The 16 children were among 27 who were seized from the Du Merci Centres in Kano and Kaduna States following the arrest of Professor Tarfa on Christmas Day in 2019 and placed in the government-run Nasarawa Children’s Home in Kano City. They were denied access to education until 2021, and one of them suffered deformities after being burnt in a fire and receiving insufficient treatment. In January 2021 the five youngest children, then aged between three and eight, were forcibly relocated to a remote facility, reportedly owned by the former governor of Kano State, where their names were changed and they were obliged to recite Arabic, study the Qur’an and attend a mosque.

In June 2021 the professor was acquitted of abducting children from their legal guardians and confining them in an unregistered orphanage. However, on 3 March 2022 he was convicted on a forgery charge submitted by the prosecution lawyer during that trial a day before resting his case. He was eventually acquitted and discharged by an appeal court on 27 January 2023. However, the children have still not been returned to the Tarfas’ custody.

In an Opinion adopted on 23 June 2021, the United Nations (UN) Working Group on Arbitrary Detention concluded the Tarfas, who had suffered similar mistreatment and detentions in 2002, were ‘singled out because of their Christian faith and because they are running an orphanage in a predominantly Muslim area.’ The Working Group also ruled that the detentions of Professor Tarfa and the 16 children were arbitrary, adding that it felt ‘obliged to place on record its deep frustration at the manner in which the Nigerian authorities have handled the present case, especially in relation to the children concerned.’

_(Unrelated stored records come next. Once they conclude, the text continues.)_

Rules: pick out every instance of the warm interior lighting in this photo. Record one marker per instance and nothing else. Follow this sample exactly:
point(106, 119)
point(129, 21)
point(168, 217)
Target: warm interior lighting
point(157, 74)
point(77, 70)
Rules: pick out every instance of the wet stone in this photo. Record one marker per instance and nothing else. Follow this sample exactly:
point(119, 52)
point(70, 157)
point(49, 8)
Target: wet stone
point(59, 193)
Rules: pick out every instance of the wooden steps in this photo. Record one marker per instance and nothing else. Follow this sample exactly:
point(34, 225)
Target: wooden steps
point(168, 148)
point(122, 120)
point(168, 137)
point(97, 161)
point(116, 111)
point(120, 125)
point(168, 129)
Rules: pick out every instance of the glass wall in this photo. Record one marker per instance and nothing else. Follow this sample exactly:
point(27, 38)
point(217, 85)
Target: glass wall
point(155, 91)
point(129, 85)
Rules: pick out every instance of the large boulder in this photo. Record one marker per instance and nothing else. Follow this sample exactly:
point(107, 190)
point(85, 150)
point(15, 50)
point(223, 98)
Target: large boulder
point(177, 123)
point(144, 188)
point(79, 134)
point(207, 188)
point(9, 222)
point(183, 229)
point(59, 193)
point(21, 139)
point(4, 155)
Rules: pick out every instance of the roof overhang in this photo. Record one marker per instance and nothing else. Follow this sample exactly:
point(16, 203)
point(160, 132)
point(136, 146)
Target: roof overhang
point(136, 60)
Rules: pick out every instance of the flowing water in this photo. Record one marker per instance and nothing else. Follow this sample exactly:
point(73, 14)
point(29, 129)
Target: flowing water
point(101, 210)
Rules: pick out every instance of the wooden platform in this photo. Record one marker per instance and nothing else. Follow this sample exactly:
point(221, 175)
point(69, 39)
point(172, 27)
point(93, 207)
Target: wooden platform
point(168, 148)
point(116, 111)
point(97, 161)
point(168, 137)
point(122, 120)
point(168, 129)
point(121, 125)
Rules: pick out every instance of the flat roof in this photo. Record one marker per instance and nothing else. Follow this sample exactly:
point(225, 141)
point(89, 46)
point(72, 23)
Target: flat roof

The Working Group also stated that ‘the appropriate remedy would be to accord Mr. and Ms. Tarfa and the 16 minors […] an enforceable right to compensation and other reparations, in accordance with international law,’ emphasising in addition ‘that the 16 minors should be immediately released and that the best interests of the child should be the prime consideration in determining their future placement.’

CSW’s Founder President Mervyn Thomas said: ‘The fact that the Tarfas have had to go to such expense when the children should already have been returned to their care is both unfortunate and unfair. There is no legitimate reason for this not to have occurred automatically upon Professor Tarfa’s acquittal of the initial charges levelled against him. The history of legal delays, adjournments and deferrals in the Tarfas’ case raises concerns that these latest developments may also be designed to prolong the uncertainty and anguish of a family that has suffered for far too long. However, we are hopeful that the recent change of government will mean that justice is finally served, that all the children will be returned, and that reparations will be made for the trauma and expense incurred over the past three and a half years.’